Nach zweieinhalb atemberaubenden Stunden gibt es zum Abschluss eine ausgelassene Coverversion des Rock-’n’-Roll-Klassikers Twist and Shout, die Menge tobt. Das Lied ist zu Ende, die Band steht nach dem Schlussakkord auf der Bühne und blickt in den erleuchteten Zuschauerraum. Sie winken dem Publikum zu, das ebenso durchgeschwitzt und erschöpft ist wie sie. Dann ist das Konzert vorbei und damit der erste Teil der Tour. Hinter Bruce Springsteen liegt das erfolgreichste Jahr seiner Karriere. Vor ihm liegt eine Zukunft, in der für ihn vieles möglich scheint, aber nur eines sicher: So kann es nicht weitergehen.

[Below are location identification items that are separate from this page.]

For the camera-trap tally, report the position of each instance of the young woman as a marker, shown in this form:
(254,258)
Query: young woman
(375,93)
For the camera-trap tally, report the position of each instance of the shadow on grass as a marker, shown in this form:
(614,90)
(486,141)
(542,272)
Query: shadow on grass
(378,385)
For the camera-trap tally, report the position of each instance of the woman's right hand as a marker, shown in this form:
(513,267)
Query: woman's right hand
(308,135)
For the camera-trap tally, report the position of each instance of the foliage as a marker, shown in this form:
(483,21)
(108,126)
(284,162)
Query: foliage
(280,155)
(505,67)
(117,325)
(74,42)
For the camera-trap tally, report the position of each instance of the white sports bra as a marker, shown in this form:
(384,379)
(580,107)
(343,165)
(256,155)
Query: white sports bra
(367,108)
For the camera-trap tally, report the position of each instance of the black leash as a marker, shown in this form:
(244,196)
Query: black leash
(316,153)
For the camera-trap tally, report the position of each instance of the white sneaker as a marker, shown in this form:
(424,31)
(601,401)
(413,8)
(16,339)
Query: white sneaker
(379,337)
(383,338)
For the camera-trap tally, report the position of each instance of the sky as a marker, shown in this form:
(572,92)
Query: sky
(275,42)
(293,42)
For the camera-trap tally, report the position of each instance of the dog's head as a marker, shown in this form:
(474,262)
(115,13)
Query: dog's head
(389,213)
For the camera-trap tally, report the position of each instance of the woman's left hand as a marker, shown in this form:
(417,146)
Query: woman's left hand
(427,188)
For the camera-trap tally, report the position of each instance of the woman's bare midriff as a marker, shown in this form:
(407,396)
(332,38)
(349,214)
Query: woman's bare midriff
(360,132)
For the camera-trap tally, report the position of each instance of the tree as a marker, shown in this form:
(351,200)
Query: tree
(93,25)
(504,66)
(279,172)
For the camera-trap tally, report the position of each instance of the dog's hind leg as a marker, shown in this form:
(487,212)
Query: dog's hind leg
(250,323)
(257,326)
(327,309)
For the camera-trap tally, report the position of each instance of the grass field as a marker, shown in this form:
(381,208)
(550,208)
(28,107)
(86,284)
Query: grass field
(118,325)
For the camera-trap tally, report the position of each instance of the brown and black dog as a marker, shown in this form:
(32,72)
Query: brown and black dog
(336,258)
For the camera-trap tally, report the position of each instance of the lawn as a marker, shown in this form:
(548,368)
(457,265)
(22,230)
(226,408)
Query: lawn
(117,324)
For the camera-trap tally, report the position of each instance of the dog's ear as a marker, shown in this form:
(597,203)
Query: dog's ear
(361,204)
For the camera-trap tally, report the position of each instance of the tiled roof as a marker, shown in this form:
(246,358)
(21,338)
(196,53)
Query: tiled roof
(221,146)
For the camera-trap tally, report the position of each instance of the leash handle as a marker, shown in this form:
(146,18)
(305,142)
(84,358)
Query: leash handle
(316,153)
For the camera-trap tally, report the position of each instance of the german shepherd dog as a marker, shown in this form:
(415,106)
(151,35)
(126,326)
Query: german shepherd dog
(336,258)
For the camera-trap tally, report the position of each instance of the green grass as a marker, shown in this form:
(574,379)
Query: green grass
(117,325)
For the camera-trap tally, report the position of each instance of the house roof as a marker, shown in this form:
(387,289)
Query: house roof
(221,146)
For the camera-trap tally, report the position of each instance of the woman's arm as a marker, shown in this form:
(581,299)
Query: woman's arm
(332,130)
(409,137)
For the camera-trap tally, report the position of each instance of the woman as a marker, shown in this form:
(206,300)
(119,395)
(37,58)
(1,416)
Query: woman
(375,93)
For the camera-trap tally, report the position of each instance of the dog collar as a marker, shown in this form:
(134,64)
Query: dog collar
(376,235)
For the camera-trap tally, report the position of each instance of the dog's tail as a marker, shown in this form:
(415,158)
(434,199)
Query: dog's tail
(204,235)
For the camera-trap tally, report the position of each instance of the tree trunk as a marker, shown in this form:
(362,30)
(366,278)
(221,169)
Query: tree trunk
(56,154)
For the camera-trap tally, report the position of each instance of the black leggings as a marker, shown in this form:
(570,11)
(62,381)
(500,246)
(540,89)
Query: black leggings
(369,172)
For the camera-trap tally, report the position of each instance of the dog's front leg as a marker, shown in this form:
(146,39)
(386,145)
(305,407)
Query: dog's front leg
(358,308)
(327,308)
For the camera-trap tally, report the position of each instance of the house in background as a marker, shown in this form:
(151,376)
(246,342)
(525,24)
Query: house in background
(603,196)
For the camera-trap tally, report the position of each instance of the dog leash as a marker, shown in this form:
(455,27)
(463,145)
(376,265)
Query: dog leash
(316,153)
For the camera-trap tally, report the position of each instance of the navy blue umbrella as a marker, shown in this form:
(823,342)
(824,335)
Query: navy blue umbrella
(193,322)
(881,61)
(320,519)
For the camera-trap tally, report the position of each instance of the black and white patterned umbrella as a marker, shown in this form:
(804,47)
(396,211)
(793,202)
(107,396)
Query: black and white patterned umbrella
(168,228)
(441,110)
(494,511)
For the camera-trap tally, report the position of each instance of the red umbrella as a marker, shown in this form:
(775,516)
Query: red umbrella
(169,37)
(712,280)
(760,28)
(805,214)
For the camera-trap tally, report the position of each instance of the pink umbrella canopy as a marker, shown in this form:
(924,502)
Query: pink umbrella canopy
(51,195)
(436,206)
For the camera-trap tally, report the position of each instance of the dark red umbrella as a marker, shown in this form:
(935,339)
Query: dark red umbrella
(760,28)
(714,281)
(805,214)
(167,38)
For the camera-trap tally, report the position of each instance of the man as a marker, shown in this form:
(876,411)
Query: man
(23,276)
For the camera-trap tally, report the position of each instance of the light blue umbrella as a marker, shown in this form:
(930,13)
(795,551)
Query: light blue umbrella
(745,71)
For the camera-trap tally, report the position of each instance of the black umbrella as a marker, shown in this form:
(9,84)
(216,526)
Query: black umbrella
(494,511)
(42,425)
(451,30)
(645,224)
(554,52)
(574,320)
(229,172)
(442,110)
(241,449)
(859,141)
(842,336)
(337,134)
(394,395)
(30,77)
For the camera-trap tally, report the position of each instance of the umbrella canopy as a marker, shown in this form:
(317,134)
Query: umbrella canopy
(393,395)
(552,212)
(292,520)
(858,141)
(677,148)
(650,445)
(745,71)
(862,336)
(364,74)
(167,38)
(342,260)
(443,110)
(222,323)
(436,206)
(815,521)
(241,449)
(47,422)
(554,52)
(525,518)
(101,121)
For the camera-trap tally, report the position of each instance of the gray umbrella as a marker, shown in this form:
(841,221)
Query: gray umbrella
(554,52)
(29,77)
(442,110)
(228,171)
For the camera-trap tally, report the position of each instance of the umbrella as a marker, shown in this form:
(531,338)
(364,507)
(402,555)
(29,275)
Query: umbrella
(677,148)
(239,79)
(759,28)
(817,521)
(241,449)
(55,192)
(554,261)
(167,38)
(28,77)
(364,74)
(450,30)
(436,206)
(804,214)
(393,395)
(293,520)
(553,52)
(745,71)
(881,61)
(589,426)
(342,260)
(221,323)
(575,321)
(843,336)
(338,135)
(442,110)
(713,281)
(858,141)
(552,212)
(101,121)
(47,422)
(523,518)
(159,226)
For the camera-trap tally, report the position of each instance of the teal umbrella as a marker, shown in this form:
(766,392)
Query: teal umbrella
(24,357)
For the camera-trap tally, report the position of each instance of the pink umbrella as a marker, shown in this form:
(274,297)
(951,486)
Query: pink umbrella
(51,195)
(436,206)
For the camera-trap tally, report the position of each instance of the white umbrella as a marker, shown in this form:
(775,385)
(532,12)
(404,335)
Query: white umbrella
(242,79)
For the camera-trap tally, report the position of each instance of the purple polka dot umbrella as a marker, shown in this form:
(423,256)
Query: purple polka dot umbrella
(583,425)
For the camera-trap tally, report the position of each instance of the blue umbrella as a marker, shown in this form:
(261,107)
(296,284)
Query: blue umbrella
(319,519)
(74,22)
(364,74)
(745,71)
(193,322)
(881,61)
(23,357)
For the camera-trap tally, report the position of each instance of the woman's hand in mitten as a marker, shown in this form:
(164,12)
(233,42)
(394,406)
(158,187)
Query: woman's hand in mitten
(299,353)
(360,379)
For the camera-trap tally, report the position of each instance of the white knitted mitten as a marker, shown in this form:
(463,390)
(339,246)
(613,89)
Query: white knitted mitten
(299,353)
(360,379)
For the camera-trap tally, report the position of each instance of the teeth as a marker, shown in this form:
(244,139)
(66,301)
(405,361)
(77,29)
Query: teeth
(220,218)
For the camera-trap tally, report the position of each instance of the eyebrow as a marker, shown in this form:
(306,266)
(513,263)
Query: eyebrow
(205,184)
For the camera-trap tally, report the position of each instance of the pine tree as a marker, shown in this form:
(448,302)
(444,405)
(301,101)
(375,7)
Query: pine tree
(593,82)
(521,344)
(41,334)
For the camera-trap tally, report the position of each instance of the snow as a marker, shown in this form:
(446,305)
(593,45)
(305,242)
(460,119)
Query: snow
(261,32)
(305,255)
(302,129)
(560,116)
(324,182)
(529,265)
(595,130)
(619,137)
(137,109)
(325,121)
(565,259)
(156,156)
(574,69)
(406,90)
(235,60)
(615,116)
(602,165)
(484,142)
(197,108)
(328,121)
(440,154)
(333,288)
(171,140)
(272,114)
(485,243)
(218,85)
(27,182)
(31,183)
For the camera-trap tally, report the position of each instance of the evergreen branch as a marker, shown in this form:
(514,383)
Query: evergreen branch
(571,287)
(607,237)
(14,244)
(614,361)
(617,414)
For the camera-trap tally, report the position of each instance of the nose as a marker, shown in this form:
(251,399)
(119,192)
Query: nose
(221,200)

Er ist jetzt bekannt. Er ist beliebt. Vor allem aber ist er verdammt unglücklich.

EINS

November 1975

„Ich denke, Bruce Springsteen könnte wirklich das Genie sein, von dem seine PR-Leute und seine Manager reden, aber sie haben es ihm schwer gemacht, das zu zeigen.“

The Guardian

Es ist Mitte November 1975, Bruce und seine Band sind über den Atlantik geflogen für jenen kleinen Teil der Born-to-Run-Tour, der in Europa stattfindet: sieben Tage, vier Konzerte, drei Städte – London, Stockholm, Amsterdam, und wieder London. Für den englischen Markt, den wichtigsten außerhalb der Vereinigten Staaten, hat die PR-Abteilung seiner Plattenfirma Columbia Records ganze Arbeit geleistet: „Endlich“ steht in riesigen Blockbuchstaben auf den Plakaten. Darunter: „Die Welt ist bereit für Bruce Springsteen.“

Die Poster mit diesem anmaßenden Satz und dem überlebensgroßen Bild des Born-to-Run-Plattencovers verfolgen Bruce in der ganzen Stadt. Auf dem Parkplatz des Hammersmith Odeon, wo er im trüben Londoner Novembergrau Autogramme schreibt, wirkt die Werbung besonders deplatziert: Da ist er, dieser unscheinbare Kerl Mitte zwanzig, der sich mit Fans durch ihr Autofenster unterhält und dabei mit seiner zu großen Hose, der Cartoon-Katze auf seiner Jacke und der schlabbrigen Wollmütze eher aussieht wie ein Parkplatzanweiser – und über ihm leuchtet in der kalten englischen Nacht die Anzeigetafel, auf der verkündet wird: „Endlich. London ist bereit für Bruce Springsteen und die E Street Band.“

Das ist noch bescheiden im Vergleich zu dem, was die Plattenfirma im Inneren des Hammersmith Odeon angestellt hat. Der Vorraum und die Konzerthalle sind gepflastert mit dem unsäglichen Satz; selbst auf den Sitzen liegen Zettel, die damit bedruckt sind; sogar Anstecker hat man eigens anfertigen lassen, auf denen zu lesen ist: „Ich habe die Zukunft des Rock ’n’ Roll im Hammersmith Odeon gesehen.“ Es ist der zweite Werbespruch der Plattenfirma, den Bruce so hasst und für dessen Verwendung als Marketing-Claim er, wie er immer wieder betont, „gerne den Typen erwürgen würde, dem das eingefallen ist“.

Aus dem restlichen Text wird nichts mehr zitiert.